18 abril, 2017

¿Por qué preferimos vivir en una nación que sea la nuestra y que sea soberana, aunque salgamos perdiendo?




            Comencemos por la explicación del título un tanto farragoso, y en el arranque de esa explicación permítaseme una pequeña confesión personal.
            Muchas veces me pregunto cuál sería mi decisión si de mí dependiera ser español o noruego, por ejemplo; o suizo o danés o sueco o canadiense…, en vez de ser español y tener la ciudadanía española. Apenas necesitaré confesar que me resultaría sumamente tentador tomar las de Villadiego si esa posibilidad tuviera, pues reconozco que mi país, España, tiene cosas buenas y agradables, pero me pesan mucho las otras, las penosas y tristes, las oscuras, las cutres, como vulgarmente se dice por aquí.
            De todos modos, la pregunta del párrafo anterior aun no está planteada con precisión suficiente, pues puede entenderse como que uno podría optar por tener nacionalidad noruega o canadiense y seguir viviendo en este otro país soberano, en España, manejar pasaporte noruego y seguir aquí durmiendo siestas, comiendo tortilla de patata y robando lo que buenamente se pueda cuando “haiga” ocasión. Así que pongamos la cuestión en términos más contundentes para la teoría, aunque sean en la práctica más irreales.

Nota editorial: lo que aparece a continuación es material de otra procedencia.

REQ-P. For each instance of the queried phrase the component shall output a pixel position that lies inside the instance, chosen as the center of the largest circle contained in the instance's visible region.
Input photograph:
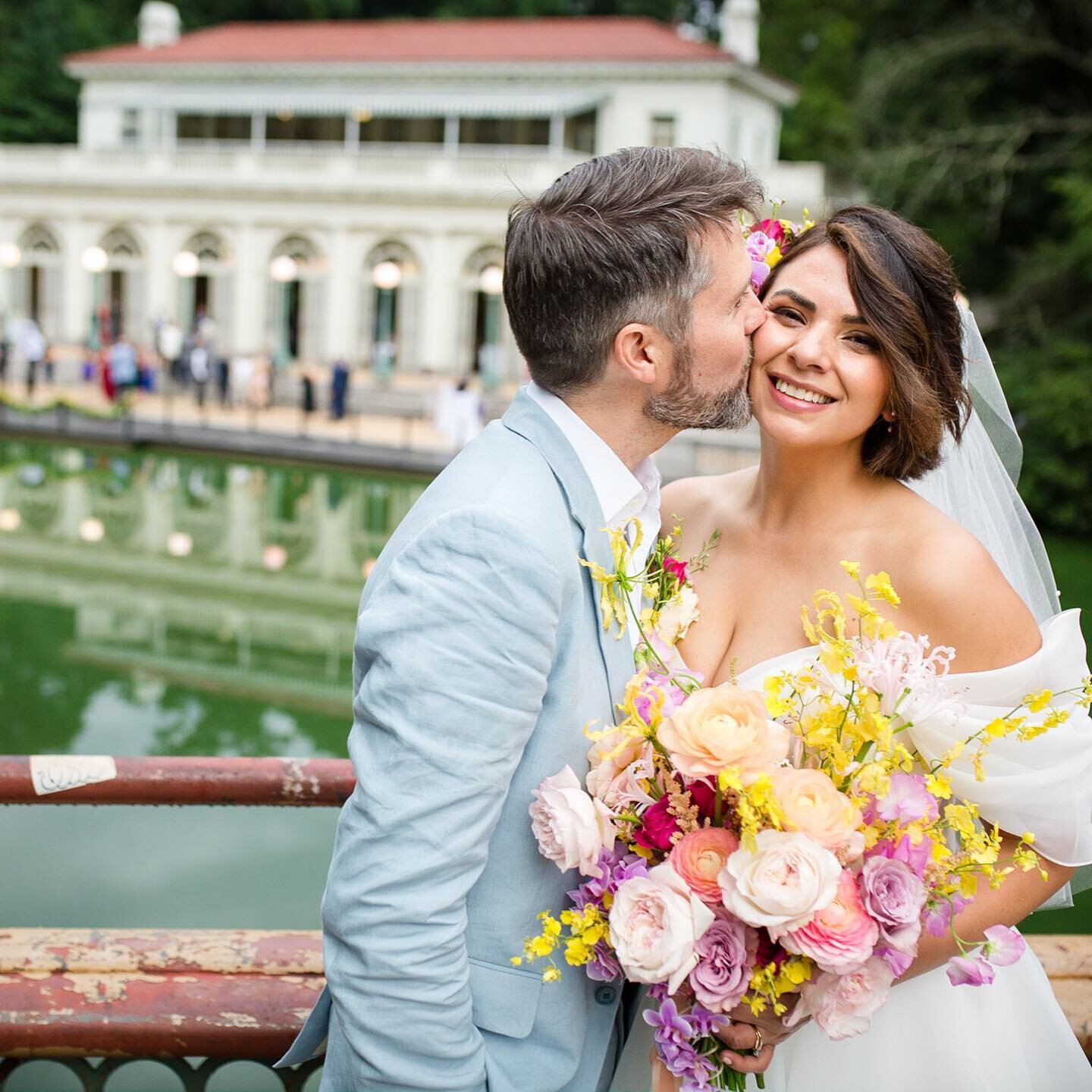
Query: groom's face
(709, 384)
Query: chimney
(739, 30)
(158, 24)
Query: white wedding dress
(1012, 1035)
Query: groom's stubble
(684, 405)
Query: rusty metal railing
(193, 1000)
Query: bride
(858, 386)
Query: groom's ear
(642, 353)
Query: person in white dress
(858, 384)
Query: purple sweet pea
(893, 896)
(616, 866)
(1004, 946)
(969, 971)
(908, 799)
(759, 273)
(899, 962)
(916, 856)
(938, 918)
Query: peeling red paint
(187, 780)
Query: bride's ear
(642, 353)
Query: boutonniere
(669, 604)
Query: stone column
(341, 318)
(251, 275)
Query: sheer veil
(977, 483)
(977, 486)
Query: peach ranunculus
(723, 726)
(570, 827)
(843, 1005)
(811, 804)
(699, 856)
(840, 936)
(655, 922)
(783, 883)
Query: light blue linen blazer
(479, 657)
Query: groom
(479, 652)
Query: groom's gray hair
(615, 240)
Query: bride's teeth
(803, 396)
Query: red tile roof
(578, 39)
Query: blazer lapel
(530, 421)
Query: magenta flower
(969, 971)
(908, 799)
(676, 568)
(1004, 946)
(657, 824)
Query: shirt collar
(622, 493)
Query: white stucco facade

Lo que uno debe preguntarse es en concreto esto: si uno tuviera que votar para que su país de nacimiento y ciudadanía (por ejemplo, España, en mi caso; pero piénselo cada amable lector de su país) siguiera siendo estado independiente y soberano en lo que aun cabe o para que su país pasara a ser territorio de otro estado muy de su gusto, ¿qué votaría y por qué? Para seguir jugando con el ejemplo de Noruega, supongamos que yo (o usted) tuviera que votar para decidir si lo que hoy es España sigue siendo un estado más de la comunidad internacional o si pasa a ser un territorio adicional de noruega, ¿qué razones admisibles y medianamente racionales puedo tener yo para inclinarme porque España siga siendo lo que es y yo mismo nacional español dentro de España?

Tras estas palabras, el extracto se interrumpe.